I concur in the view expressed by Judge Holcomb and will add, further, that the effect of the majority opinion, as I interpret it, will be to require the toll bridge authority to bear the expense of future maintenance, not only of the bridge proper, but also of the "approaches," including an extensive arterial highway within the limits of the city of Seattle and three miles of highway outside the *Page 134 city. I do not believe that the statute contemplated the application of the funds of the toll bridge authority to maintenance of arterial highways inside the city or main highways outside it. The logical effect of the majority opinion emphasizes what I believe to be an erroneous construction of the term "approaches."
I am likewise unable to assent to the view expressed in the concurring opinion by Judge Beals. Proceeding from the premise that a toll bridge is "a money-making project," the concurring opinion concludes that the members of the group which selects the site of the bridge "should have authority to accomplish all things reasonably necessary to make the project produce an adequate return by way of tolls." For this reason, it is suggested that, in determining what constitutes an approach, the rule to be applied to a toll bridge should be different from that applied to the ordinary bridge.
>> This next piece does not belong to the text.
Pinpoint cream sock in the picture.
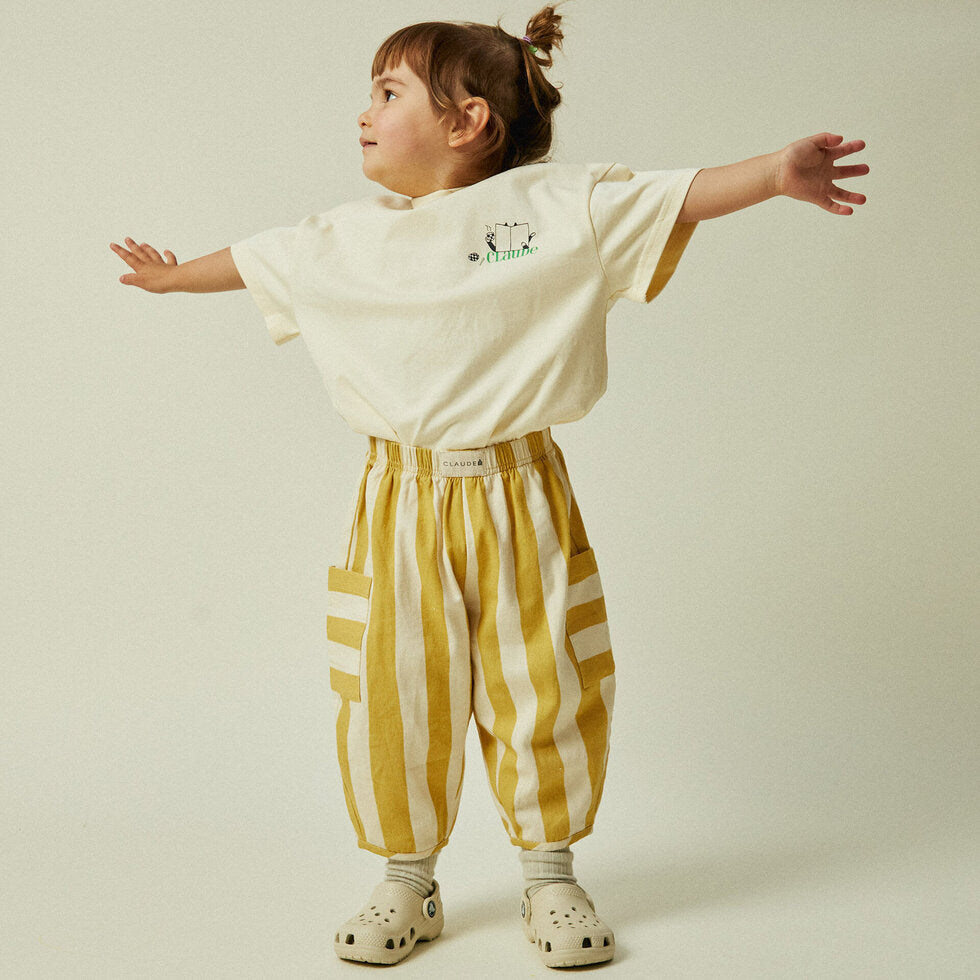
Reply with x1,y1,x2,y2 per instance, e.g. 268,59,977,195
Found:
520,847,576,895
385,854,439,898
This seems to me to be a perversion of the spirit and intent of the act creating the Washington toll bridge authority. Laws of 1937, chapter 173, p. 654 (Rem. Rev. Stat., Vol. 7A, §§ 6524-1 to 6524-21). Instead of empowering the authority to provide for the establishing and constructing of toll bridges "upon any public highways of this state together with approaches thereto," as prescribed by the legislature, the act is, by the concurring opinion, made to empower that body to enter upon a vast scheme of street and road building in order to make a contemplated bridge "a money-making project." If, with that end in view, an arterial highway may be built across the width of the city in one direction, then, in order to invite more traffic and thus to secure the needed revenue, a network of diverging highways may be built in all directions. It will be another case of the end justifying the means.
It may well be that such a system of arterial highways may be highly desirable and even necessary to *Page 135 accommodate the traffic that will use the bridge, but in my opinion that is a matter for the state highway department or for the city of Seattle, wherever they may obtain the funds, but it is not a matter for the toll bridge authority under the powers vested in it by the act.